I have been thinking last week a lot about Jane’s views on burning bridges, or more specifically how you should never burn a bridge with a person or a company. She felt that no matter why you wanted to end a relationship, whether a personal one, a friendship or a working relationship, that you should try and end on a good note. That might sound like a contradiction, ending something that has soured on a good note. Particularly if a line has been crossed or a wrong done by the other party.

However, this view was often accompanied by another of Jane’s favourite sayings, which was that; you should be nice to people on the way up the corporate ladder as you might need their support on the way down.

Of course, she was right, and despite being Buddhist, my autistic thinking style of fixating on the things that went wrong and analyzing them to the nth degree, does not make this easy for me. I had a moment this last week when I could choose to save a friendship or compound the issues, which would probably have burnt the metaphorical bridge. I hesitated briefly, reflecting on my perception of the wrongs done to me, and then chose to move forward positively and save the friendship.

Forgiveness was easier than I thought it would be. The world did not end, my emotions did not spiral out of control. The perceived wrongs really did not matter in the grand scheme of life. Life that is so tenuous, that can end at any moment, in a myriad of ways. The fragility of this thread we call life was reinforced over the weekend, with the death of a friend of a friend. A death that has devastating impacts for so many people across the world.

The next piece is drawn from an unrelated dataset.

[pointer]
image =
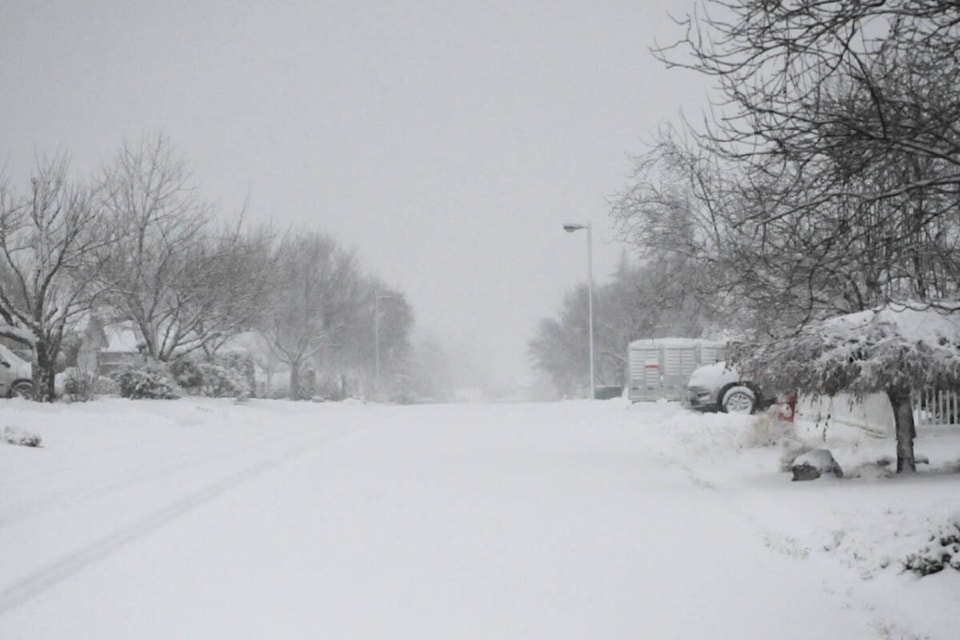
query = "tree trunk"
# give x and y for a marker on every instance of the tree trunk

I was reminded how lucky I am, that in my loss, I was surrounded by aroha, by people who love me and care about and for me, who responded with kindness. And that I could manage frozen bank accounts, six months waiting for probate, six more months waiting for things to be resolved. That I had a lawyer who was not excruciatingly expensive, and Jane left behind a watertight will that did not cause any major issues. That although her death was sudden and unexpected, that we had spend the last year making sure she said goodbye to people and places, even if they were not fully aware of that at the time.

Make sure to tell your loved ones that you love them, to appreciate the people near and far that bring positive things to your life. Their life or yours may go in the blink of an eye, the crashing wave of an ocean, the squeal of a car brake. And then it is too late. The loss does not need to compounded by guilt about things left unsaid or sorrow in regards to harsh words ringing in your mouth and their ears.

I could do nothing for my friend but be there and agree that life is unfair. Their grief and sadness washed through me and dwelled in my heart as I thought of all I lost when Jane died. I sat with my sadness for a while, then moved in gratitude for all I gained whilst Jane was alive and all she brought to my life. I have a choice, to walk forward with gratitude or sit with grief. I choose to do both, to acknowledge the grief and truly feel it when it arises, but then to actively move my mind into that place of gratitude. This may not be possible for you, that’s ok. It is ok to not be ok. Reach out for support if you are not ok, so that others can walk alongside you to make sure you don’t fall too far.